第13話 連携プレーですねこれは。
「はぁーっ、はぁーっ……お前、あり得ないからな……」
「ふぅ。厄介な魔物でした。3人でようやく、でしたからね」
「まあラクスがわざと変な方向に誘導したりしなけりゃもっと楽だったと思うぞ?」
「余計なことは命取りですよ?今回の魔物は格下の相手ではなかったのですから」
「Aランクだからって油断するなよ」
「コイツが戦ってりゃもっと楽だっただろ!」
魔物を全て倒した後。
息を切らしたラクスは私に向かって指を指しながらそんなことを言ってきた。
でも私戦闘ほとんど未経験。役立たずなの目に見えてる。そりゃ少しは楽になるだろうけどね?立ち回りとか知らないし。

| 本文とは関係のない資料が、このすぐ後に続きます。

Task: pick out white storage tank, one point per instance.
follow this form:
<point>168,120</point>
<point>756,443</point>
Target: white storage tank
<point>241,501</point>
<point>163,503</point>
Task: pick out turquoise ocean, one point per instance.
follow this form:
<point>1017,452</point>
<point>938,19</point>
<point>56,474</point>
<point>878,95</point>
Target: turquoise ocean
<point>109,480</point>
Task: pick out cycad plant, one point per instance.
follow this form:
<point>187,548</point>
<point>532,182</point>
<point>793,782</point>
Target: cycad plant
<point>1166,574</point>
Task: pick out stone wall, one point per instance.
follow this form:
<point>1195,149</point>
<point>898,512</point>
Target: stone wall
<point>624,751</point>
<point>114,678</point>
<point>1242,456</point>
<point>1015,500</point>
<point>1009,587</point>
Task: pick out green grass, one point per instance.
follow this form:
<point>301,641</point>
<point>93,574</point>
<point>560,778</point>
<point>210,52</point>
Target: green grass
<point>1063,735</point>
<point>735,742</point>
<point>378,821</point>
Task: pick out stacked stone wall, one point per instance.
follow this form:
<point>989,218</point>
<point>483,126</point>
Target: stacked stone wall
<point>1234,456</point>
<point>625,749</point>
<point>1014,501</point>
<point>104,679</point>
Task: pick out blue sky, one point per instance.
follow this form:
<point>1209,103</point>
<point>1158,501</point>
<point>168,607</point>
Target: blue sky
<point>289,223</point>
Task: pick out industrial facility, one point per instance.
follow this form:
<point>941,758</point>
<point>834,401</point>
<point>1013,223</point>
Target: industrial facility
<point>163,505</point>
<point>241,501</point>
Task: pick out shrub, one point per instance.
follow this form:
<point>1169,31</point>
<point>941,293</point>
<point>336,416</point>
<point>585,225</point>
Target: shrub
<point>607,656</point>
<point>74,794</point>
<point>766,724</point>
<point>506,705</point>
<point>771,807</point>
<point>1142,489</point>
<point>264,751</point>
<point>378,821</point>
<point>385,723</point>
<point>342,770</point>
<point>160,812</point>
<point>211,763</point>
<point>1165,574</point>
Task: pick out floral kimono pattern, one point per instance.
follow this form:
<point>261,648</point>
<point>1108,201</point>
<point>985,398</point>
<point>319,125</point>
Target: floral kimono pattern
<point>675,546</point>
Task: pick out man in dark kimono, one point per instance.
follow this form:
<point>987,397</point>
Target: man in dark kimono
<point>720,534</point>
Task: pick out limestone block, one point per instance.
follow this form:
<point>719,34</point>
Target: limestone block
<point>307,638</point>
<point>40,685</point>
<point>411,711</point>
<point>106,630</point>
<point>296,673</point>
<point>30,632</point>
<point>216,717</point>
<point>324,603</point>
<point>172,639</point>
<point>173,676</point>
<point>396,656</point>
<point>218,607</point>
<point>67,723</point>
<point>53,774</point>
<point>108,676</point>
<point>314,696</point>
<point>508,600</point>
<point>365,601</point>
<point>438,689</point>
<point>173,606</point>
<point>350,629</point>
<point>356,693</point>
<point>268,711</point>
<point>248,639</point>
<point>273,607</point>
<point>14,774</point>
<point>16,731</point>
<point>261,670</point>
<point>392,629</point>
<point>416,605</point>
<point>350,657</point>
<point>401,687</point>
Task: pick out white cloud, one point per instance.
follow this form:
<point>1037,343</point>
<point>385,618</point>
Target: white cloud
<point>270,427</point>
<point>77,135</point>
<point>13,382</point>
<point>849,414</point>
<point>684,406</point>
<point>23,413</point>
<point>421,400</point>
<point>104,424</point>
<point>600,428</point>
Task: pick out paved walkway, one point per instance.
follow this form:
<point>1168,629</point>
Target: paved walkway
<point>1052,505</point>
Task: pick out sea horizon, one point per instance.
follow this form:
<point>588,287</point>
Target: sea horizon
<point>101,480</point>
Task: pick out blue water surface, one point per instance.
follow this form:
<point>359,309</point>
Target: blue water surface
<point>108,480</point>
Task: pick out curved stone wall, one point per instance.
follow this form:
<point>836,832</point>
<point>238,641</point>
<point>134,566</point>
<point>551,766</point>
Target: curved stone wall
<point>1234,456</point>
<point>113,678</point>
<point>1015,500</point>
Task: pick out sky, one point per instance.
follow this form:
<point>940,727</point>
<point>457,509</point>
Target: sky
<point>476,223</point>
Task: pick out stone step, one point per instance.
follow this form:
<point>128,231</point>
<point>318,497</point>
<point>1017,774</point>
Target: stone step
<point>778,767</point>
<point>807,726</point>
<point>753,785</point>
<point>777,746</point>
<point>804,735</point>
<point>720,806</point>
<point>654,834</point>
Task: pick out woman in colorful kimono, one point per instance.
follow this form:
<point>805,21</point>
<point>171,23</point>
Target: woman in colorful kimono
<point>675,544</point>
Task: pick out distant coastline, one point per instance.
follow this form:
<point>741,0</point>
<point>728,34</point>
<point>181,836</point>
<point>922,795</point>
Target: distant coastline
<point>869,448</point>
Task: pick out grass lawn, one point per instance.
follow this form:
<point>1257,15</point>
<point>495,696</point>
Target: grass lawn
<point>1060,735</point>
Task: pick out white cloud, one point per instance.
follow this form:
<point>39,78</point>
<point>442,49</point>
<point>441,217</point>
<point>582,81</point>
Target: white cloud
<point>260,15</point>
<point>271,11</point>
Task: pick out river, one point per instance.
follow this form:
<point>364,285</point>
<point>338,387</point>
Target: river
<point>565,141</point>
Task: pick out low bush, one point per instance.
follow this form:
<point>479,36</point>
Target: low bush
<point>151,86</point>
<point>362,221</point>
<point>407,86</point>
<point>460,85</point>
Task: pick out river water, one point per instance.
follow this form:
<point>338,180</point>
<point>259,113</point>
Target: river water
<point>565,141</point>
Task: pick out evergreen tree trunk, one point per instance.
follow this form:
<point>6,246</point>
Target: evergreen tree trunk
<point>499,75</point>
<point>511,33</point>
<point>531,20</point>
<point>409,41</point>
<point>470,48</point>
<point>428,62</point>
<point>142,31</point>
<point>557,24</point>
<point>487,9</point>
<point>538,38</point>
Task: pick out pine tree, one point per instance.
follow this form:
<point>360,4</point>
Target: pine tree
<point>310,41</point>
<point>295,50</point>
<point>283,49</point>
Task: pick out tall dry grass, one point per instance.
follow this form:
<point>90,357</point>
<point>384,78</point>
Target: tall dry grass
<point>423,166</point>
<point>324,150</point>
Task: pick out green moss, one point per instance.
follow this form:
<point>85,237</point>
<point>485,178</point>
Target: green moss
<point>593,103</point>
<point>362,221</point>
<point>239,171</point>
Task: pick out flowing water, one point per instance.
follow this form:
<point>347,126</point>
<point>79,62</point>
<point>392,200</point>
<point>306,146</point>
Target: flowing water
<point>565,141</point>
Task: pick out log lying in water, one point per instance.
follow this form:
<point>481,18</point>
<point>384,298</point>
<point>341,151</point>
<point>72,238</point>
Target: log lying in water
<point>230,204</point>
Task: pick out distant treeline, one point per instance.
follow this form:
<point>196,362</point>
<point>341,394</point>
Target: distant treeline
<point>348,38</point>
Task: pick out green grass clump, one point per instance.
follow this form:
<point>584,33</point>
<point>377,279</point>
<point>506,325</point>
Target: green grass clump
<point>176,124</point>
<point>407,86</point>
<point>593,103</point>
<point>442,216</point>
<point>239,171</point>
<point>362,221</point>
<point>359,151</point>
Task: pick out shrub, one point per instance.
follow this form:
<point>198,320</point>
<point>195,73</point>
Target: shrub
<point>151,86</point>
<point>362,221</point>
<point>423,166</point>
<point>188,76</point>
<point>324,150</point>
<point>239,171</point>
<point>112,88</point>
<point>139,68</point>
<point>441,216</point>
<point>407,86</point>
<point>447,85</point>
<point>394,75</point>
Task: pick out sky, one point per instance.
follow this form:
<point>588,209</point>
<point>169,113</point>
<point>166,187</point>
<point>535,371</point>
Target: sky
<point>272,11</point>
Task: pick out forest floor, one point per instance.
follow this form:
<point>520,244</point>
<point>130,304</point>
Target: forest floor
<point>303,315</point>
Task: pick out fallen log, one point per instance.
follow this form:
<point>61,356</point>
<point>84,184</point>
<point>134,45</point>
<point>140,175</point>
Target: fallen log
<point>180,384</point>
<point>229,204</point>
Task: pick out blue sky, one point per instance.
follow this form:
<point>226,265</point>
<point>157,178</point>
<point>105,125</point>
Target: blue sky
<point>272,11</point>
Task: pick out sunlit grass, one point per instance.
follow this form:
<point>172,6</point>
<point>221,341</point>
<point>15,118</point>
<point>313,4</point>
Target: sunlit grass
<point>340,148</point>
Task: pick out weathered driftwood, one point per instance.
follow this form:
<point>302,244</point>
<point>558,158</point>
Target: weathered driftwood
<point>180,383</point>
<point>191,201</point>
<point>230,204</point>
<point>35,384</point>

ラクスは、戦闘中わざと私の方へ魔物を誘導するような行動をしていた。全部ナラルさんとノアが阻止してたけどね。
そんなに私に戦わせたいか。
「戦闘なんてほとんどしたことないのにどう戦えと?無理に決まっているのに戦えなんて、君は私に死ねと言っているのかな」
「そんなこと言ってないだろ。それに俺はお前が戦えると思ったから言ってるだけだ。弱いと思う奴には言わない」
いつ強いって思われたんだろう。
あ、わかったぞ。私が兄さんの妹だからか。いや、だからといって私が戦えることにはなりませんよね?
「私は兄さんじゃない。光の魔法だって使えない。私は、そんなことできない」
人に嫌われてる闇の魔法しか使えないからね。ノアとナラルさんは特殊だから知ってても一緒に旅しよう、って言ってくれるような人たちだけど、一般的な反応は『悪魔!寄るな!消えろ!』だから。悪いことがあれば全部自分のせいになるの耐えられます?
「じゃあなんの属性なんだよ、お前」
「それ、は」
言えないって。
言ったら終わり。今はただ不満そうな表情をしているラクスも、知れば嫌なものを見る目に変わる。
「ラクスはそんなにローズのことが知りたいんですか?無駄ですよ、ローズには鉄壁の守り人がいますからね。手を出せば大変なことになりますよ」
「はぁ?そんなんじゃ……」
「うーん、ローズは辞めといた方がいいぞ、シン君厳しいからなぁ」
言葉に詰まった私を助けてくれたのは、ノアとナラルさんだった。2人の方を見れば、私へニコリと笑いかけてくれる。
ありがとうございます。
「……全く気がつかなかった。知らなかった」
2人が話を逸らすチャンスをせっかくくれたんだからこれは生かさないとね。
「はぁ!?だから違うって!俺はそんなんじゃなくてただ────」
「わかりましたよ。さ、早く処理しましょう。でないとまた魔物がやってきますしね」
「そうだな、やっちまおう」
ラクスはまだ不満そうだったけど、2人は倒した魔物の方へと行ってしまった。